At the halfway point of my two month sublease, I heard a knock at the door. I opened it to a man I don’t recognize who decided to skip an introduction and curtly said, “Inspection.”
I reacted with a momentary jolt of panic since I had just taken a bong hit in a state where weed was still illegal. He also seemed to feel a bit of panic from my reaction.
“Oh, I didn’t know there would be an inspection,” I said, trying to put out a more friendly vibe. He told me that he sent a text message and I admitted that I didn’t get it since I was on a sublease from the renter.
“You’re not supposed to do that,” the man grumbled. I invited him inside and he walked around the apartment inspecting the water faucets and electrical outlets. Had I not said anything or not been home at the time, I would have had nothing to worry about; but the damage had already been done.
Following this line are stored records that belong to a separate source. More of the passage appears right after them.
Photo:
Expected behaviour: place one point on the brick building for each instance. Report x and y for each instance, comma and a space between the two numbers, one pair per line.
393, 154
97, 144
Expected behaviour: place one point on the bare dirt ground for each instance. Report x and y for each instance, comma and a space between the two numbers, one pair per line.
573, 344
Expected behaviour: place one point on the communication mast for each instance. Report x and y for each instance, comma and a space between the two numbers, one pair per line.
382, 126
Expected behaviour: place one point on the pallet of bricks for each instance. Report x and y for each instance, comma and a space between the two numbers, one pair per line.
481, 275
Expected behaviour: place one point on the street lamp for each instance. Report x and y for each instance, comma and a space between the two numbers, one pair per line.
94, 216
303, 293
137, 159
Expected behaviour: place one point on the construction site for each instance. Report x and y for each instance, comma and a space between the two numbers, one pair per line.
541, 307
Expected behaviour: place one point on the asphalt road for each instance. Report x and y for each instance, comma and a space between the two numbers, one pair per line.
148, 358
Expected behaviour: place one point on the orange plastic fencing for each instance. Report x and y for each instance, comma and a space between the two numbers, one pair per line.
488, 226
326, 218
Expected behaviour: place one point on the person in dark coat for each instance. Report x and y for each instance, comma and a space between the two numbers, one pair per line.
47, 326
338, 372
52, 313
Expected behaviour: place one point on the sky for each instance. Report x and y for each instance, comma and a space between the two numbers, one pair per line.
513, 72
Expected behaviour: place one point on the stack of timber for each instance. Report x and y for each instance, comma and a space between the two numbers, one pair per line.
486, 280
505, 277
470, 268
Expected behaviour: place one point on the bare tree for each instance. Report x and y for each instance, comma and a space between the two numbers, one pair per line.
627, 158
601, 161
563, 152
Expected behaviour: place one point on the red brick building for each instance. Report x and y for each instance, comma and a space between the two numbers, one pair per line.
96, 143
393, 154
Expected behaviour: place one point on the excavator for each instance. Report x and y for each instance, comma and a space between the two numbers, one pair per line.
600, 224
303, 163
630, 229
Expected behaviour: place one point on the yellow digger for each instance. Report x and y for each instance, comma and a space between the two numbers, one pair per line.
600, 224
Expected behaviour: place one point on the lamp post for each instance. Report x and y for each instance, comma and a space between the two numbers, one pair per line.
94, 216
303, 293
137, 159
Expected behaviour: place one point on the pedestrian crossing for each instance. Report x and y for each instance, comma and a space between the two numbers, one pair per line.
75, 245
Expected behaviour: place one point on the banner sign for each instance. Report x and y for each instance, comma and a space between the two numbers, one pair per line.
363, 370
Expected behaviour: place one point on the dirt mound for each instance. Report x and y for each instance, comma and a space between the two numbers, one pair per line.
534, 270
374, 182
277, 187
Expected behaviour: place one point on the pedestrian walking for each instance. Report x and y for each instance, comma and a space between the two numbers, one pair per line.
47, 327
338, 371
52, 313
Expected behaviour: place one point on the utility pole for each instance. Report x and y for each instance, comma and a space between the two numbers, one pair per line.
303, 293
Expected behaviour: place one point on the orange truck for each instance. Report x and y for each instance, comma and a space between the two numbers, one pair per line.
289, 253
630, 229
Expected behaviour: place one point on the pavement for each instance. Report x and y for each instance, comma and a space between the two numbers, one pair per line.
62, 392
My moment of panic caused a feeling of unease in the inspector. Although he was a private contractor working with the apartment complex, he decided to tattle on me to the administration.
An hour after this interaction, I got a phone call from the original renter of the apartment who told me that I had two days to be out of the apartment. As “a matter of liability,” the administration preferred to keep the apartment empty rather than let me stay. I had heard that same reasoning a bit too recently.
Somehow, during a nationwide stay-at-home order during a pandemic, I was kicked out of my home twice.
The lesson:
I am still working on understanding this one. For now, I will accept that this is the way and all the things that happen outside of my control give me an opportunity to grow. I will trust that the path I take based on my reactions to the world around me is the best path for me.
“So, why did you leave?”
Well, it seems that I was not meant to stay there.